In Cyprus Halloumi war, an ex-pilot champions the old ways
On a cold winter evening in a car park in the Cypriot capital Nicosia, queues are already forming before former airline pilot Pantelis Panteli arrives in a small van to sell his produce.
After being made redundant following the closure of Cyprus Airways in 2013, Panteli decided to try his hand at cheese-making. He hasn’t looked back.
Now the newcomer has become an unlikely bastion of an old tradition amid a bitter legal battle about the ingredients of Cyprus’s prized halloumi. Should it be made from cow’s milk — which now forms the bulk of exports and has a mellower taste — or from tarter goat and ewe milk, which some purists swear by?
Panteli makes halloumi exclusively from ewe’s milk, even though some dairy farmers on the Mediterranean island say that method is not viable.

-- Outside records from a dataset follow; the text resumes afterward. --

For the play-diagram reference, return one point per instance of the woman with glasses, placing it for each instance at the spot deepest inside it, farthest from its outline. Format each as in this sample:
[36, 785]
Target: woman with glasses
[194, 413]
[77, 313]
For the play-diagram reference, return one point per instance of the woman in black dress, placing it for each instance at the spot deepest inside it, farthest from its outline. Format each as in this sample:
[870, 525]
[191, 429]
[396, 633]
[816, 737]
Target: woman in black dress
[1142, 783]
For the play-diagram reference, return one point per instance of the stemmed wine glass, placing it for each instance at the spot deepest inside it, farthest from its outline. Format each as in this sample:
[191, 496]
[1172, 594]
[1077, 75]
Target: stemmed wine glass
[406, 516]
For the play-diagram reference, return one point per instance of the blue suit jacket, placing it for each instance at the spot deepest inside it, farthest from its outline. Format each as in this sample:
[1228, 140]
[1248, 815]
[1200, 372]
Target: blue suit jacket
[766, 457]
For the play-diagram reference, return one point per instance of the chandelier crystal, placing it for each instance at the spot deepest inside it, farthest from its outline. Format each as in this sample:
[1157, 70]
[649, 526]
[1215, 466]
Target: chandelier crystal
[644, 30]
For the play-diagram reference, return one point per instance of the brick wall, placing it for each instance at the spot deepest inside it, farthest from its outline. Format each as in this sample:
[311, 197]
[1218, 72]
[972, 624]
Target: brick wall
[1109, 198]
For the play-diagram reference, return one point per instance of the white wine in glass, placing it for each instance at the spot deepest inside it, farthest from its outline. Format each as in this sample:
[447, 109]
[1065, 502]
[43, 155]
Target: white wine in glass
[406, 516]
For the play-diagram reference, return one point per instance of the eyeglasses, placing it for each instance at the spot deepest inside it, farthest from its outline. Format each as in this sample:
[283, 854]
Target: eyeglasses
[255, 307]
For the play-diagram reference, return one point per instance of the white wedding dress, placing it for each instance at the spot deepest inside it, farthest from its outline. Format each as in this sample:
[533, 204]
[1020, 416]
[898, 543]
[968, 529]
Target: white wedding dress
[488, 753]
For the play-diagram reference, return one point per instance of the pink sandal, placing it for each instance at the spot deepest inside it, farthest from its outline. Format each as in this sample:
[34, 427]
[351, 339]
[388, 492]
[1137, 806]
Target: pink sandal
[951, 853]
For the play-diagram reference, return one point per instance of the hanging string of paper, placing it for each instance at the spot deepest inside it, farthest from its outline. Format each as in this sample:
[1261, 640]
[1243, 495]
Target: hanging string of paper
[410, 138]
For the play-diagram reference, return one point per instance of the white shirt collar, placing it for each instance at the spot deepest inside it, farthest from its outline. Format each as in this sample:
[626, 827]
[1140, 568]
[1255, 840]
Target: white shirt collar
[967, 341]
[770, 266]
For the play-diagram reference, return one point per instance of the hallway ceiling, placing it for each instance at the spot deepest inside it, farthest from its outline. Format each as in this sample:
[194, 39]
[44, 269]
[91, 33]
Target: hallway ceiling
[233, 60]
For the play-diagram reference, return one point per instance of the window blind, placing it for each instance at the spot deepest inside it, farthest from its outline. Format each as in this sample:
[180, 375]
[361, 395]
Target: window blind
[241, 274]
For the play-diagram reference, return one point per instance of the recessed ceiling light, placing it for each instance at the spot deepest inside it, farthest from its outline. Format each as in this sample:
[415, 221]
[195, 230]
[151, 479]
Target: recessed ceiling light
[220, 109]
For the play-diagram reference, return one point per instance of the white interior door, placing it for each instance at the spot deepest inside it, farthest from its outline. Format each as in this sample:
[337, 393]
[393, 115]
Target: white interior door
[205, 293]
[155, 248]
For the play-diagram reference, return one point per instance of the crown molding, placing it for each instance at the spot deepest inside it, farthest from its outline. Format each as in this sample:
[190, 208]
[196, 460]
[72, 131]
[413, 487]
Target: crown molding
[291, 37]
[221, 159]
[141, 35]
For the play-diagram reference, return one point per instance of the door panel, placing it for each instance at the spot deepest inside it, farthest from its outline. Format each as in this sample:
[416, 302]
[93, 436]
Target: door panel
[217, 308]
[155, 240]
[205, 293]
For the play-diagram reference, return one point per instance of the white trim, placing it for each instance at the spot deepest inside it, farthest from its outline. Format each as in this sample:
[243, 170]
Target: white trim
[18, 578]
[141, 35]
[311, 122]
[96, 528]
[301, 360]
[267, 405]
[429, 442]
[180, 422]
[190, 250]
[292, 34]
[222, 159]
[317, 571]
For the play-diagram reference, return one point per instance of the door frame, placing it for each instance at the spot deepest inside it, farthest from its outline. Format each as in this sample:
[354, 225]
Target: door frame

“Nobody is making the real thing anymore, and that is our aim,” he said, standing in a pen with about 300 sheep at his farm in Kokkinotrimithia.
Panteli started making halloumi with guidance from his mother-in-law. Now he has his own ‘Kouella’ brand — Cypriot for ewe.
“It was all trial and error with a small pot, then a bigger pot — and just like Steve Jobs — in our garage,” he said.
Panteli only has a permit to sell direct to consumers, and is restricted to producing 150 litres of milk per day at a new purpose-built dairy in the farm compound.
But he is proving popular. He alerts customers to his whereabouts on social media, and makes videos on Tiktok and X. Within two hours, he is normally sold out.
Soft, rubbery halloumi can be eaten raw, grilled, boiled or fried without losing its shape. It is the island’s largest export after pharmaceuticals.
It has been three years since Cyprus won its status as the only country able to produce and market the prized cheese. In gaining a protected designation of origin (PDO) from the EU, Cyprus committed to increase the quantity of ewe or goat milk to just over 50pc by July 2024.
But the dispute about ingredients has triggered farmers’ demonstrations. Industry stakeholders say ewe and goat’s milk is highly seasonal, so could have an impact on production capacity. Cheese makers had threatened to shut their dairies because there wasn’t enough milk, while cattle-breeders are angry at the threat to the market for cows’ milk.
Authorities now plan to push back full compliance with the specifications to 2029.
Nicos Papakyriakou, director-general of the cattle-breeders’ association, said that based on an older 1985 trade standard, accepted ingredients for halloumi were not only goat and ewes’ milk, but cows’ milk as well.
He says it is the mellower cows’ milk that has allowed halloumi to capture overseas markets.
“The PDO says it should smell like a farm,” he said, referring to official product specifications that halloumi should have a ‘barnyard’ smell.
“It would smell like goats! What consumer abroad would buy that?”